Paul
Goble
Staunton, January 26 – Moscow’s
greatest fear as far as ethnicity is concerned is not the increasing share of
non-Russians in the population of the Russian Federation but rather any
indications of the fragility and fragmentation of those it categorizes as
ethnic Russians whatever the people involved think.
Thus, the Russian government’s
continuing refusal to recognize the Cossacks as a distinct nation and its
ongoing campaigns against those who identify as Siberians or Pomors among
others lest these identities cut into Russian domination of the population and raise
questions about the much-ballyhooed unity of the Russian nation.
But despite official efforts, ever
more groups are organizing and demanding official recognition either as a
sub-ethnos within the Russian nation, a numerically small people which under
Russian law would get special benefits, or even a separate and independent
nation all its own.
The latest group to do so is one few
in Moscow or the West had ever noticed before: the Tudovlyane of Tver Oblast who
trace their ancestry back to the Belarusian nation even though they have been
subject to massive Russification campaigns and who have now organized a
petition campaign for recognition (nn.by/?c=ar&i=184294&lang=ru).
The petition (change.org/p/законодательное-собрание-тверской-области-признать-этнографическую-группу-тудовляне-тверской-области-белорусами-по-национальности?)
which is addressed to Vladimir Putin and Tver Oblast Governor Igor Ruden has
been signed by more than 200 people.
“Help us to restore historical
justice and return to our people its former history and culture,” the petition
reads. “In the western part of Tver Oblast, in the Olenin district, live the ethnographic
group of the Tudovlyane.
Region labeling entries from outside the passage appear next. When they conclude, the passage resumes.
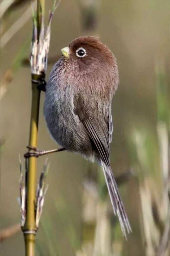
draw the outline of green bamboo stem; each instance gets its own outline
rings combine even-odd
[[[38,29],[38,38],[41,30],[40,12],[44,10],[44,0],[37,0],[37,21]],[[41,6],[42,11],[41,11]],[[41,75],[32,74],[33,80],[40,81]],[[37,84],[32,82],[32,99],[29,145],[36,147],[39,115],[40,91]],[[36,229],[35,223],[35,202],[36,176],[36,158],[29,158],[27,184],[26,221],[22,228],[24,238],[26,256],[34,256]]]

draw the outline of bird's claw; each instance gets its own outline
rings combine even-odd
[[[33,150],[33,151],[28,151],[24,154],[24,156],[25,158],[29,158],[31,157],[35,157],[36,158],[40,156],[42,156],[43,152],[42,150],[38,150],[35,147],[31,147],[28,146],[27,147],[27,149]]]

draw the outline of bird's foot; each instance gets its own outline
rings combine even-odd
[[[62,148],[60,149],[52,149],[51,150],[39,150],[36,148],[35,147],[31,147],[28,146],[27,147],[27,149],[32,150],[32,151],[28,151],[24,155],[24,157],[25,158],[29,158],[30,157],[38,157],[41,156],[43,156],[47,154],[55,153],[55,152],[60,152],[61,151],[64,151],[67,150],[67,149],[65,148]]]
[[[38,157],[40,156],[43,156],[45,155],[44,153],[46,152],[43,150],[39,150],[36,148],[35,147],[30,147],[28,146],[27,148],[29,150],[31,150],[32,151],[28,151],[24,154],[24,157],[25,158],[29,158],[30,157]]]

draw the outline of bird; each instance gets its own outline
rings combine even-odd
[[[111,102],[119,83],[116,59],[93,36],[76,38],[61,51],[45,87],[48,128],[60,150],[79,153],[101,166],[114,213],[127,239],[132,230],[110,164]]]

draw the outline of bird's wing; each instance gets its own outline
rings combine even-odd
[[[90,137],[92,145],[100,155],[101,159],[107,166],[110,165],[110,131],[112,128],[108,117],[103,120],[96,121],[95,118],[90,118],[90,106],[85,106],[82,97],[75,99],[75,113],[77,115],[83,123]],[[94,113],[94,114],[95,113]],[[96,115],[97,113],[95,113]]]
This group was
formed as a result of the assimilation of the Belarusian population which lives
in these areas.”
“In our villages,” it continues, “people
speak a dialect of Belarusian – Tudaulyanskiya
gavorki – which kept particular expressions and words up to the middle of
the 20th century.” But as ethnographers and historians have
testified, they retain “the traditions, culture and dress” of their own people
which is “different than that of their neighbors.”
Unfortunately, and despite all that,
the petition says, they are forced to declare Russian as their nationality in all
official documents. And the ethnic Russians they live among are completely
dismissive: Such people, they say, long ago became Russians and their petition
now is “curious” (nn.by/?c=ar&i=184294&lang=ru).
But there is clear evidence that the
Tudovlyane are in fact recovering their identity on their own whatever their
neighbors or Moscow says. They have
their own page on the VKontakte social network (vk.com/tydovljane), they have produced
their own ethnography (Yu.M. Smirnov, “In strane Tudovlyan” (in Russian), Tver,
2004), and they have the attention of the Belarusian media (charter97.org/ru/news/2017/1/26/238893/).